Tuesday, April 18, 2023

Yom HaShoah

 So today is a rather dour one on the Jewish calendar -- Yom HaShoah, Holocaust Remembrance Day. Rabbi Yossi and several of our friends are taking part in this year's March of the Living -- where they visit death camps in Poland, followed by a joyous stay in Israel. This year's is particularly poignant, as Israel is celebrating her 75th anniversary.

Rabbi Yossi has been sending videos of Auschwitz, as well as squares in Polish cities like Krakow, where Jewish life flourished before it was wiped out. One moving video showed shops with Mezuzah marks -- now just hollowed out parts of the door frames.

Yossi has asked me several times to go one one of these trips, and my responsive quip is that I participate in "Marriage of the Living," as Wifey is the daughter of Survivors. No one in our immediate family was affected by the Holocaust -- they all high tailed it out of Eastern Europe after some Russian pogroms -- but I have learned A LOT about the Shoah -- more than I dreamed I ever would.

Turns out the trauma of the times for my in laws -- having their whole families killed, and being put in slave and concentration camps as teens and young adults -- wasn't the end of it. No -- we still have to fight the demons of those times, in ways I could never have imagined.

Wifey has friends with similar backgrounds, who seem perfectly normal, and yet harbor deep feelings of persecution and distrust. Trespasses that non Survivor progeny might laugh off become deep seated "plots of evil." I still learn more about these over the years.

But still -- we realize how fortunate we are. And I chose to, today, recall D2 and Jonathan's wedding, in late January of 2020. Jonathan, like D2, is the grandson of Survivors. His grandmother Judy, one of the coolest people I have ever known, survived when righteous gentile neighbors put her into a convent as a little girl, in Hungary. To this day, Judy knows many Catholic customs better than actual Catholics -- and Judy has lived a life beyond any Hollywood movie. She has become a true matriarch of her family -- ruling with strength and love. She deemed D2 would become another granddaughter, and it came to pass. She and I enjoyed special celebratory hugs at the wedding.

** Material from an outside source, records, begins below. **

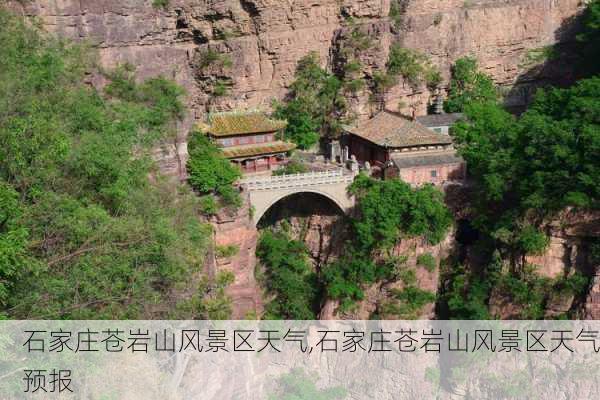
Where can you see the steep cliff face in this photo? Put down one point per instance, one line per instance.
(264, 39)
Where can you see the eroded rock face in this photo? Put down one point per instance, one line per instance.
(264, 39)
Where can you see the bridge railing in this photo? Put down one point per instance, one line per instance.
(297, 180)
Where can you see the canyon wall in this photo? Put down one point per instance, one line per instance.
(264, 39)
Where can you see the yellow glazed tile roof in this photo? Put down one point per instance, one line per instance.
(241, 123)
(392, 130)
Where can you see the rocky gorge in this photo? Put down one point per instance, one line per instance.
(263, 40)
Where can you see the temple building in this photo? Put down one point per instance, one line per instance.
(392, 145)
(249, 139)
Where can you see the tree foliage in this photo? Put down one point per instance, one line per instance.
(209, 171)
(315, 105)
(531, 167)
(413, 66)
(289, 277)
(589, 40)
(83, 232)
(387, 212)
(468, 85)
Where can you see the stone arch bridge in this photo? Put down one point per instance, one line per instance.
(264, 192)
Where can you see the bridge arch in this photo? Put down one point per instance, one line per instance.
(265, 207)
(264, 192)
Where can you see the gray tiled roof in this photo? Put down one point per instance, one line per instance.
(392, 130)
(439, 119)
(407, 160)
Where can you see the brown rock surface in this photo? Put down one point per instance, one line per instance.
(266, 38)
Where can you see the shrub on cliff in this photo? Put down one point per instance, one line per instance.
(528, 168)
(209, 171)
(83, 232)
(315, 106)
(387, 211)
(468, 85)
(289, 278)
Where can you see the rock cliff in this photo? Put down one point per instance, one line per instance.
(264, 39)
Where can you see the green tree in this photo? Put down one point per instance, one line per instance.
(289, 277)
(468, 85)
(298, 385)
(315, 103)
(209, 171)
(83, 232)
(387, 211)
(413, 66)
(526, 169)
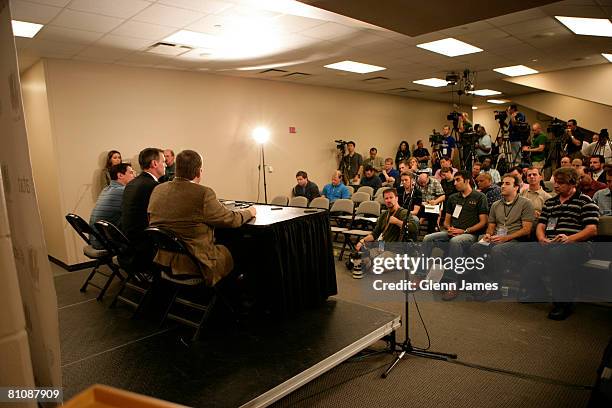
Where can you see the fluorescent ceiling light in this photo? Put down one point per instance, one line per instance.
(485, 92)
(25, 29)
(497, 101)
(450, 47)
(353, 66)
(435, 82)
(515, 70)
(601, 27)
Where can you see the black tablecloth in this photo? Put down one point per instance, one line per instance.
(289, 262)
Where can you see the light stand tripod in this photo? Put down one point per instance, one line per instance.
(505, 148)
(406, 346)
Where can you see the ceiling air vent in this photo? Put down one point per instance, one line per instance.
(375, 80)
(168, 49)
(297, 75)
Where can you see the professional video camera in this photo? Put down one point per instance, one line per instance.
(341, 145)
(468, 138)
(501, 116)
(557, 128)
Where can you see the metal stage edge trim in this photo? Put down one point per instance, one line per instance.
(322, 366)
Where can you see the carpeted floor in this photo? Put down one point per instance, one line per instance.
(509, 355)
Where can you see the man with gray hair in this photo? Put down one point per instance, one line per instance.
(193, 217)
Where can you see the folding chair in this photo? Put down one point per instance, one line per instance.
(298, 202)
(320, 202)
(366, 214)
(101, 256)
(366, 189)
(280, 200)
(137, 280)
(167, 241)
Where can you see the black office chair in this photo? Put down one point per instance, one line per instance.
(137, 280)
(168, 241)
(103, 256)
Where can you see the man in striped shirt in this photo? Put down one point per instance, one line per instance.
(567, 222)
(108, 206)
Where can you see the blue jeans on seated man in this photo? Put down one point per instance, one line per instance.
(457, 247)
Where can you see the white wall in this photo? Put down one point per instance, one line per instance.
(96, 107)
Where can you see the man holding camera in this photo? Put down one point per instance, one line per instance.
(516, 137)
(351, 165)
(538, 147)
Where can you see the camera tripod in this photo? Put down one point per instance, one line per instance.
(505, 148)
(406, 346)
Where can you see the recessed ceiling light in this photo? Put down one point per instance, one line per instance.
(601, 27)
(497, 101)
(352, 66)
(192, 39)
(485, 92)
(515, 70)
(450, 47)
(25, 29)
(435, 82)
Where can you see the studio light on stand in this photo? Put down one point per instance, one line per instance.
(261, 136)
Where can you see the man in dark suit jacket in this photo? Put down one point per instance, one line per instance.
(134, 217)
(193, 217)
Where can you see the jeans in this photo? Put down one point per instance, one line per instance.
(456, 247)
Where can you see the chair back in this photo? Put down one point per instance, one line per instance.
(360, 197)
(84, 229)
(117, 241)
(320, 202)
(168, 241)
(280, 200)
(604, 228)
(366, 189)
(368, 208)
(298, 202)
(342, 205)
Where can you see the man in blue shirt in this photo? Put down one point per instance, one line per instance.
(108, 206)
(336, 189)
(516, 137)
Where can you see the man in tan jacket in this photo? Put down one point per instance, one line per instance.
(192, 212)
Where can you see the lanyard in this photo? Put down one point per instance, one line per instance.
(506, 214)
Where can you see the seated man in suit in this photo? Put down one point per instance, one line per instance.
(108, 206)
(134, 218)
(193, 217)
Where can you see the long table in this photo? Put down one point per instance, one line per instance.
(287, 253)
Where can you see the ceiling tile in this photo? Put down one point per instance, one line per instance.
(208, 6)
(128, 43)
(168, 16)
(68, 35)
(86, 21)
(113, 8)
(56, 3)
(32, 12)
(147, 31)
(328, 31)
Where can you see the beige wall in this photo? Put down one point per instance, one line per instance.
(44, 158)
(96, 107)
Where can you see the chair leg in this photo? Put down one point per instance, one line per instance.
(109, 280)
(91, 275)
(205, 316)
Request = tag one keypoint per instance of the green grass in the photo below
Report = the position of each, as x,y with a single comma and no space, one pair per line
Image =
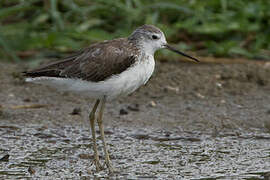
33,29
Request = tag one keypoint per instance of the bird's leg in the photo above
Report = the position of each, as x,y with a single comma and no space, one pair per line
101,128
92,124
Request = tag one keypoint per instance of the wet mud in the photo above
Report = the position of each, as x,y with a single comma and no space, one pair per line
191,121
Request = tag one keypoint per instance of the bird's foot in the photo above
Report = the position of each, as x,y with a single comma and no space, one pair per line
112,170
99,167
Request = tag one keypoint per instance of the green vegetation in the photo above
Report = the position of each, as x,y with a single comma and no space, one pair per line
32,29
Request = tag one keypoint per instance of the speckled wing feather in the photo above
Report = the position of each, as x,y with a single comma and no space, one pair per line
95,63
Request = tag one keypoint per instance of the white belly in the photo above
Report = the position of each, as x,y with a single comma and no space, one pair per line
118,85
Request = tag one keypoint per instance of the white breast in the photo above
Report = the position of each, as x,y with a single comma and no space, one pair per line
118,85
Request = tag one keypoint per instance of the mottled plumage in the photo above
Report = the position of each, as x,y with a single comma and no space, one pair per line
106,71
95,63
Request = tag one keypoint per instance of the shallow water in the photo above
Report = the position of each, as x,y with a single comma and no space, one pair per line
42,152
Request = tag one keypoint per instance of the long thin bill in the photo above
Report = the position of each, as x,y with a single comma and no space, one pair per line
179,52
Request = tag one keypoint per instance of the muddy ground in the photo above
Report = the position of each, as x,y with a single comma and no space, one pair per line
191,121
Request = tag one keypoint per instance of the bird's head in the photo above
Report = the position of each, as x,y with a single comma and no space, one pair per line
151,39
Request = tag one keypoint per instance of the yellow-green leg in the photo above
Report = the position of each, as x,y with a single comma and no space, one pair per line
92,124
101,128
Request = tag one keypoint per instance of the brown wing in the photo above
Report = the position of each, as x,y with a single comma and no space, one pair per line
96,63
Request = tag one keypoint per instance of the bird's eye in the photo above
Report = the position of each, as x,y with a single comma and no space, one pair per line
154,37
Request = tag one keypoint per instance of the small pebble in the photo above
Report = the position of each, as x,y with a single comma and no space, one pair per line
5,158
31,170
171,89
134,107
152,104
76,111
123,112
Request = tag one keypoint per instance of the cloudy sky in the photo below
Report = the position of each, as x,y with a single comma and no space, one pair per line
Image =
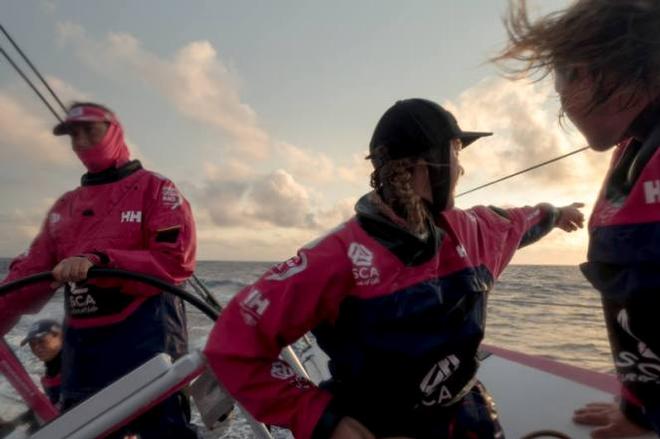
262,111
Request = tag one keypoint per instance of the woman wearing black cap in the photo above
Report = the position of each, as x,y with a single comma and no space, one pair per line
396,297
121,216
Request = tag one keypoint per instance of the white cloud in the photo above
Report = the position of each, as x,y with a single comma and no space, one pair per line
195,80
305,164
523,118
27,136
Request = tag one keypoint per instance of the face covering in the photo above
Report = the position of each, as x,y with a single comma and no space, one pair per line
110,152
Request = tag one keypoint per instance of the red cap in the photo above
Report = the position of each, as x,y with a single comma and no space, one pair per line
83,113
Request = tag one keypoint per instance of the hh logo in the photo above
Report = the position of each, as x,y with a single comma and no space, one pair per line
288,268
363,270
131,216
652,191
253,307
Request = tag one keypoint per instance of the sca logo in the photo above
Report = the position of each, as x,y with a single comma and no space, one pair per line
363,270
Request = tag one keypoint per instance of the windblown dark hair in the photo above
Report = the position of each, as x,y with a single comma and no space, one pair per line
393,180
617,41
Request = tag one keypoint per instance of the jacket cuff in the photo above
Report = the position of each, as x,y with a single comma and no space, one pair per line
328,421
99,259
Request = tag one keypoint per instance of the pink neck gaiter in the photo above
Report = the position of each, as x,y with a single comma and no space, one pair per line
111,152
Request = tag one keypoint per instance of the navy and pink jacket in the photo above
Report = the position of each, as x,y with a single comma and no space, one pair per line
400,318
127,218
624,265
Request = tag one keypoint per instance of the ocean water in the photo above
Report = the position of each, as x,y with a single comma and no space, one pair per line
542,310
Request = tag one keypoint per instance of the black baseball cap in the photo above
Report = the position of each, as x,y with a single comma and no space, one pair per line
413,126
41,328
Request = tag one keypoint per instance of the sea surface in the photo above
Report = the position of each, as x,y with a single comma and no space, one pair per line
542,310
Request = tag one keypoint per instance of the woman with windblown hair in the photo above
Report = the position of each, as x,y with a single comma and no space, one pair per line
396,297
605,59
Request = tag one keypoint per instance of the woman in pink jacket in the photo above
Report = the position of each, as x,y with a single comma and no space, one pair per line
605,58
396,297
121,216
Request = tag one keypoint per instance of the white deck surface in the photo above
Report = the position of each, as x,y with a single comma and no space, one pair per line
529,399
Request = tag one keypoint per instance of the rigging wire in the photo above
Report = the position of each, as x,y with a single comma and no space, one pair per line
27,80
43,80
32,66
531,168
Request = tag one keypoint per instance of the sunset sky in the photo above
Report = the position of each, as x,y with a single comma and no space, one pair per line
262,111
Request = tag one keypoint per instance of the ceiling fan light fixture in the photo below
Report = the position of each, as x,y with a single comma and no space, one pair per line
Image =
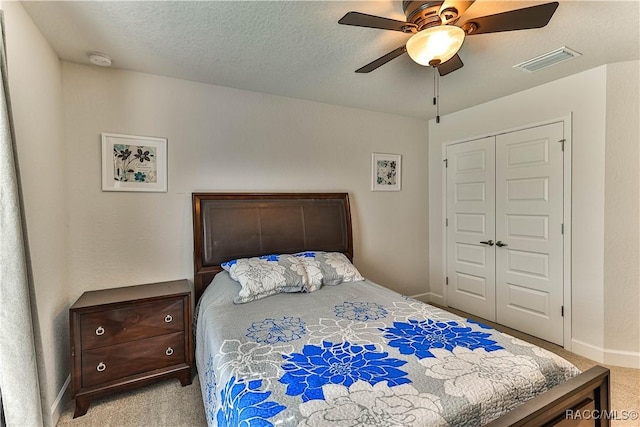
439,43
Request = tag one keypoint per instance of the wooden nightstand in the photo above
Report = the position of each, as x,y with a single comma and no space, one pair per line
127,337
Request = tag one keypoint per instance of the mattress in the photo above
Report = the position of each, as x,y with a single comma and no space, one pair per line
358,354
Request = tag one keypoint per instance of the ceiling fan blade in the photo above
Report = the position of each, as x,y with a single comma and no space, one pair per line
370,21
382,60
519,19
448,8
450,66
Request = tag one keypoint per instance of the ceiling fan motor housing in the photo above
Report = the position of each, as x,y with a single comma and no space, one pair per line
425,14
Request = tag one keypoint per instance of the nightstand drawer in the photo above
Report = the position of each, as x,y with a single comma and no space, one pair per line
104,364
110,327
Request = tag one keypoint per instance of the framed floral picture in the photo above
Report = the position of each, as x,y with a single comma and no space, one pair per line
134,163
386,172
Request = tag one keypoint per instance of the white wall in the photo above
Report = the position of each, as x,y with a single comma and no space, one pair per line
35,87
223,139
622,233
585,96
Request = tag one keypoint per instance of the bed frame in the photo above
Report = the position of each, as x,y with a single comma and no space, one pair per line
227,226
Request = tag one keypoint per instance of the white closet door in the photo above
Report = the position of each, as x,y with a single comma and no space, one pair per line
471,221
529,216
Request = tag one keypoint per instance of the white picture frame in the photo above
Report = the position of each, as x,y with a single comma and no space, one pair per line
386,172
134,163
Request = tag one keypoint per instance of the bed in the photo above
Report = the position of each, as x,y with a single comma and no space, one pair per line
324,345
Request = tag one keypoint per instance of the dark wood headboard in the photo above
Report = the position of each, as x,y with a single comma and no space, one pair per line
228,226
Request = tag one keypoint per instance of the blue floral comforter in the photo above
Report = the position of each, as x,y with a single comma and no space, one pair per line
358,354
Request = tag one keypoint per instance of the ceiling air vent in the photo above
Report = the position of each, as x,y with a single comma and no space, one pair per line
547,59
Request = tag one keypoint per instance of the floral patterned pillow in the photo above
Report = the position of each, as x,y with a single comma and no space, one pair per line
335,267
260,277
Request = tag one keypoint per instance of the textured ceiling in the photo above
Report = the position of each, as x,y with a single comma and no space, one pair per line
297,48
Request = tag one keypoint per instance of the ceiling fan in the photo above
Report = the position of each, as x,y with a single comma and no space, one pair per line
436,34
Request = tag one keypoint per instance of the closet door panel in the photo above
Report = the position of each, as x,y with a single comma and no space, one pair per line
471,221
529,215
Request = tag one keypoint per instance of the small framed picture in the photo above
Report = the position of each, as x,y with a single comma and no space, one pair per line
134,163
386,172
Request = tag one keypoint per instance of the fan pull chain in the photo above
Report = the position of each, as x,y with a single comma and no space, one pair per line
436,93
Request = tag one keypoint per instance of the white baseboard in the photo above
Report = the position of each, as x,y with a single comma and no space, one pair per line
56,408
625,359
424,297
437,299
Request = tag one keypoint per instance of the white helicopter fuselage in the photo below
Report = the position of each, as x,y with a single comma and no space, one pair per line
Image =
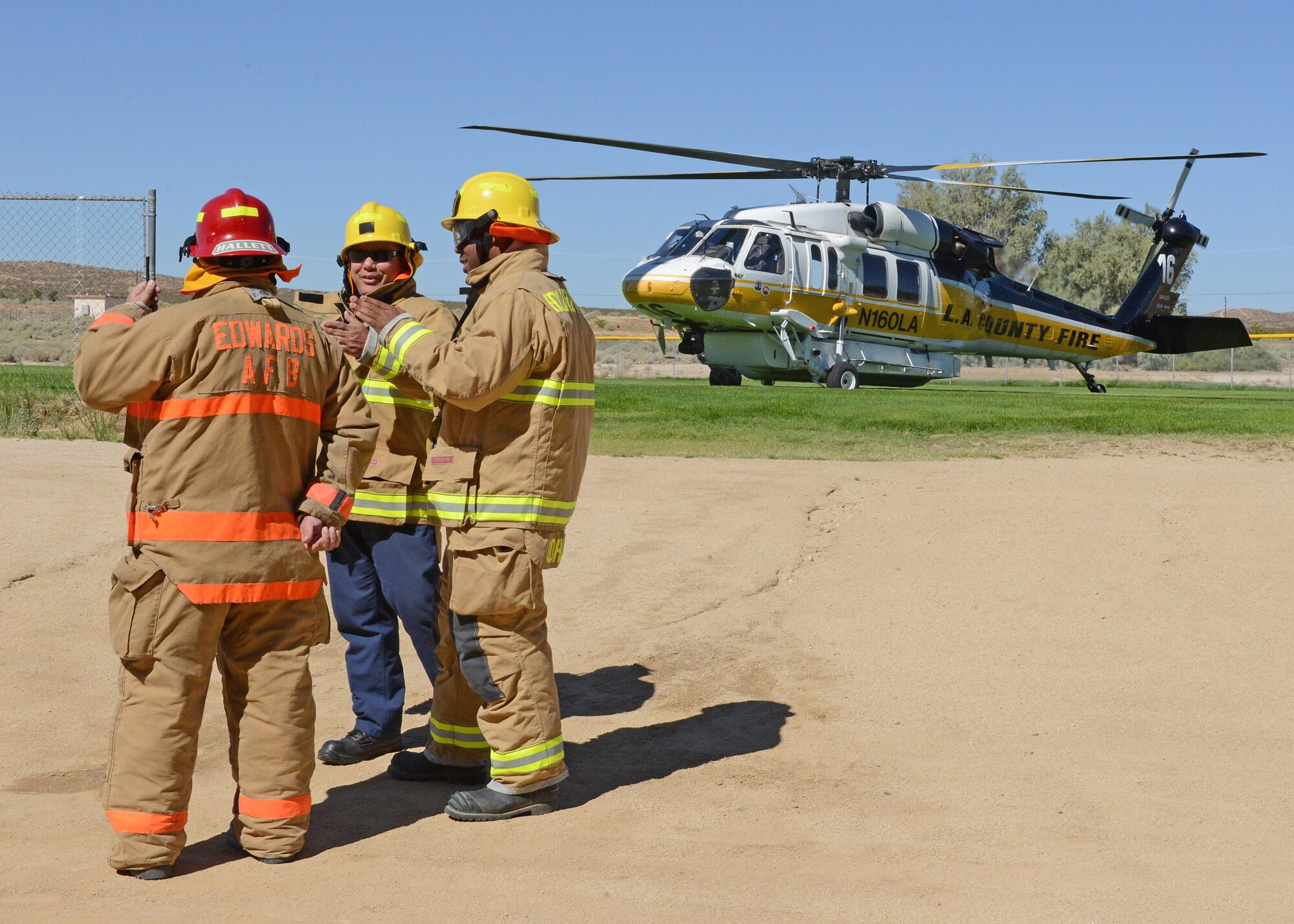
789,292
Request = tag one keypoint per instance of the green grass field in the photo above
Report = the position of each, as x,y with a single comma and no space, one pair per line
664,417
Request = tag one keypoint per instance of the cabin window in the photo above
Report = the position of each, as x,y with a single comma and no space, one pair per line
683,241
724,244
909,283
767,254
875,278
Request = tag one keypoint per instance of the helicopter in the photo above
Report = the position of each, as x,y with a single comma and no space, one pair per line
875,294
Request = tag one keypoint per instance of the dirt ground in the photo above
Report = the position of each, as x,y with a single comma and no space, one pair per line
972,690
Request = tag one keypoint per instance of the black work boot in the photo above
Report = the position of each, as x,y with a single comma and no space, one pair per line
149,873
491,806
232,839
415,767
358,746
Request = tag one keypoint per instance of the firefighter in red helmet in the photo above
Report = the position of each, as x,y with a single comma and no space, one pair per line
247,437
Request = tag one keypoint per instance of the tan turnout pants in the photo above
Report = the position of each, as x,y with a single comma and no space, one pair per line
496,698
168,646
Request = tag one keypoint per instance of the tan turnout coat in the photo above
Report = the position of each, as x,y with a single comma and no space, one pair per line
518,389
406,413
241,413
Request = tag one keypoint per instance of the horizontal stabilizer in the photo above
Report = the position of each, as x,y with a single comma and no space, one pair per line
1181,335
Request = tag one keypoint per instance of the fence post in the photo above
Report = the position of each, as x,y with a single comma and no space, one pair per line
151,244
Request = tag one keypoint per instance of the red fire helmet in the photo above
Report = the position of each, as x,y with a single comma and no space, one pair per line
235,225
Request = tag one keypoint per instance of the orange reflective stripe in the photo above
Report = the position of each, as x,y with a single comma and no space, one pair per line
201,526
250,593
147,822
332,499
112,319
275,808
281,406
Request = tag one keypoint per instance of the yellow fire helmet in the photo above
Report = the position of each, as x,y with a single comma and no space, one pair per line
512,197
382,225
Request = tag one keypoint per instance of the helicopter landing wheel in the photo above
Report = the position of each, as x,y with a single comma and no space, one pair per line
843,376
1093,385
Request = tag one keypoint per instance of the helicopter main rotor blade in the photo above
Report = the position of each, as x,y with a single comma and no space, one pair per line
696,153
1135,217
1084,160
715,175
994,186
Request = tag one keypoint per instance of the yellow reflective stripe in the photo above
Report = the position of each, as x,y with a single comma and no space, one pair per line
516,763
500,509
385,363
553,393
376,391
561,301
407,335
457,736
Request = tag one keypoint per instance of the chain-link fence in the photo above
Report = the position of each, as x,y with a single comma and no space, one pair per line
60,248
64,261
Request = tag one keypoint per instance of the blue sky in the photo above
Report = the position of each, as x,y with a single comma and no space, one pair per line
318,108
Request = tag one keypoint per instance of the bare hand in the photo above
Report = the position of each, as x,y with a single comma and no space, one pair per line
375,314
319,538
146,293
350,333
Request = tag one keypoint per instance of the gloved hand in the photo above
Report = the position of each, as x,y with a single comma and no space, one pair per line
146,294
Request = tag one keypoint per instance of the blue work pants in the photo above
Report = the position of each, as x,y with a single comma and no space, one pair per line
377,574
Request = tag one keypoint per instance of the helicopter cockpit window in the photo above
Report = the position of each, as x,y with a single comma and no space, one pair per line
909,283
683,240
875,276
724,244
767,256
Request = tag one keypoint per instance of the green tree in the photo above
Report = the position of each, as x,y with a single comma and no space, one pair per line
1016,219
1098,263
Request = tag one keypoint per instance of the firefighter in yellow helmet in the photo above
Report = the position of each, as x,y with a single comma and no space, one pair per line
386,569
504,478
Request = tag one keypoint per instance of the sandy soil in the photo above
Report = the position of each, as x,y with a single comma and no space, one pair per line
972,690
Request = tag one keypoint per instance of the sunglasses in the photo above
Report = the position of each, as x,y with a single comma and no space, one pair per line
385,256
468,230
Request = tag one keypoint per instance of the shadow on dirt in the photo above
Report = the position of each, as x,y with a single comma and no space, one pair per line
356,812
630,756
606,692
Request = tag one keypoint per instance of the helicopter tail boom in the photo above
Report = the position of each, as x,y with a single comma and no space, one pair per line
1174,241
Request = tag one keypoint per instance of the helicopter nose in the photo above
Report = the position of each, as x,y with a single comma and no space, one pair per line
712,288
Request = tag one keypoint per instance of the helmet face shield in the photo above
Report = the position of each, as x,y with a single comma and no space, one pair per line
468,231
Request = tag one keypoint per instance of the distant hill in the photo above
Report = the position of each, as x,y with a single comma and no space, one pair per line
1261,322
21,280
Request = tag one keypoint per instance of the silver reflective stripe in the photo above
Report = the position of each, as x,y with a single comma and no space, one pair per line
384,393
457,736
553,393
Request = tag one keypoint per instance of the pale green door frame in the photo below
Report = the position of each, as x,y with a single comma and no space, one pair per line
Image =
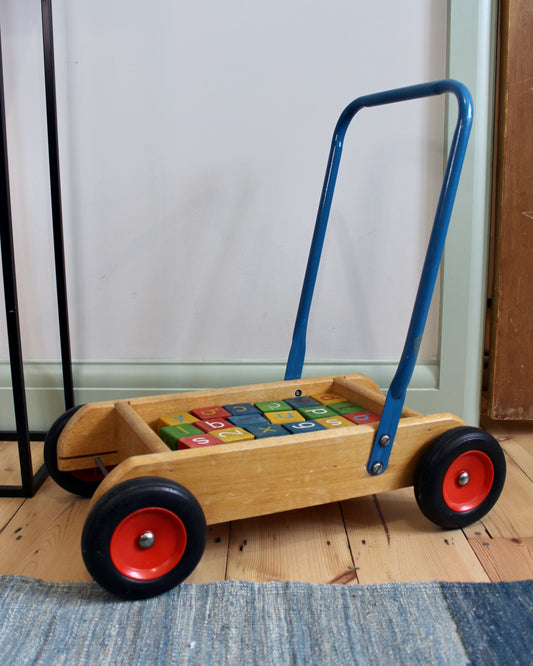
471,59
451,384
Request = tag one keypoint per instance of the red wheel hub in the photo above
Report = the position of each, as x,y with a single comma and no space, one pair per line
468,481
148,543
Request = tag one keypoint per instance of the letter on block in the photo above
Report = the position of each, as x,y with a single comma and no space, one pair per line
232,435
303,426
335,422
320,412
198,441
212,424
203,413
172,434
284,417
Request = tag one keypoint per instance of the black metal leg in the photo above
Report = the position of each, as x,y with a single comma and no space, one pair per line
55,191
13,327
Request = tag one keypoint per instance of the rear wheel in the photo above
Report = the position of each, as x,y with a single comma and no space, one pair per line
143,537
80,482
460,477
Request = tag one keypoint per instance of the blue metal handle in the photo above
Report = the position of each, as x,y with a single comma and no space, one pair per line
396,395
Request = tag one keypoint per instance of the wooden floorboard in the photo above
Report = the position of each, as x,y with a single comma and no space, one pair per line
366,540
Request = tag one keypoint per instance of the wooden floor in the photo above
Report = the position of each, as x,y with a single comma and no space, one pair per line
368,540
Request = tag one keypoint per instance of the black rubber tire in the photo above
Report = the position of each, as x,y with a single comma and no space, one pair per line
66,480
435,463
118,504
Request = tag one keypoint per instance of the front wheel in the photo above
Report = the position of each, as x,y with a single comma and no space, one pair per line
460,477
143,537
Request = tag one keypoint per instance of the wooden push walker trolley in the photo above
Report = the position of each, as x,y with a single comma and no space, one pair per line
159,469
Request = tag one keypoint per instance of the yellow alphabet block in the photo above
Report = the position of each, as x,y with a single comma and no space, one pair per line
175,419
334,422
284,417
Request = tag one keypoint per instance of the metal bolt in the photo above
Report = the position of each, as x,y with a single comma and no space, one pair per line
384,440
463,478
146,540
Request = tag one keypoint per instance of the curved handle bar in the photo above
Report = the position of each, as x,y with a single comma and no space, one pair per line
396,394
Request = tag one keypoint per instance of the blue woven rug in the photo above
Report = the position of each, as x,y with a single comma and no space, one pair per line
269,623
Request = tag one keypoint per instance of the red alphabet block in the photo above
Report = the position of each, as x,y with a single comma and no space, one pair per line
197,441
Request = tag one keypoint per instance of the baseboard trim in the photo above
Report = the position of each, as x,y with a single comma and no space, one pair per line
95,381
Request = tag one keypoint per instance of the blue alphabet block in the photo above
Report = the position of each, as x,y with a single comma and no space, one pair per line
303,426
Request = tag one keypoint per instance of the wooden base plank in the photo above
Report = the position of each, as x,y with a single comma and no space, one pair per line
212,566
505,559
392,541
43,538
304,545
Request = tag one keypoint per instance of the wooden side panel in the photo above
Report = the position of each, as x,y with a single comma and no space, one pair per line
241,480
96,430
511,367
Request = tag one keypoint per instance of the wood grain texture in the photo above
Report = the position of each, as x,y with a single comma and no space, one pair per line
242,480
392,541
365,540
511,349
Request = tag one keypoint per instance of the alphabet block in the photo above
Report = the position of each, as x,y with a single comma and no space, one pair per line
320,412
363,417
203,413
172,434
303,426
284,417
232,435
344,408
198,441
241,409
212,424
335,422
302,401
280,406
175,419
260,431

Anyway -- Rabbi Yossi officiated that glorious evening. The chuppah was set up on the rooftop of the Betsy Hotel in South Beach. The Atlantic was across the street, and the sun was setting over the glorious Miami skyline. The light was so beautiful as to look fake -- like a film's lighting director contrived it.

Rabbi Yossi threw a curve ball. He said he never mentions the Holocaust during weddings -- why bring sadness to a joyous event. But he was too moved looking at the beautiful faces of the bride and groom -- both grandkids of Survivors -- and how it was the ultimate F You to Hitler and the Nazis. Of course, he said it more eloquently, but that was the clear message -- and it was one of pride, and hope, for the future.

My Dad would have cried. He wasn't at all religious -- he rebelled against the Orthodox upbringing he had -- but he was a fiercely proud Zionist Jew. Of course, he was cremated, as was my Mom, and their ashes placed into the Atlantic. I like to think their spirits were with us that evening, too. 

I greatly dislike when groups play the victim card. Everyone has suffered, at some point. The question is what you do going forward. 

And from two sickly young Jewish Poles, liberated by Russian soldiers, to two generations later having thriving, strong granddaughters, married to awesome young men, and now two beautiful grandsons -- well -- that to me means everything. That's how I will acknowledge this holiday.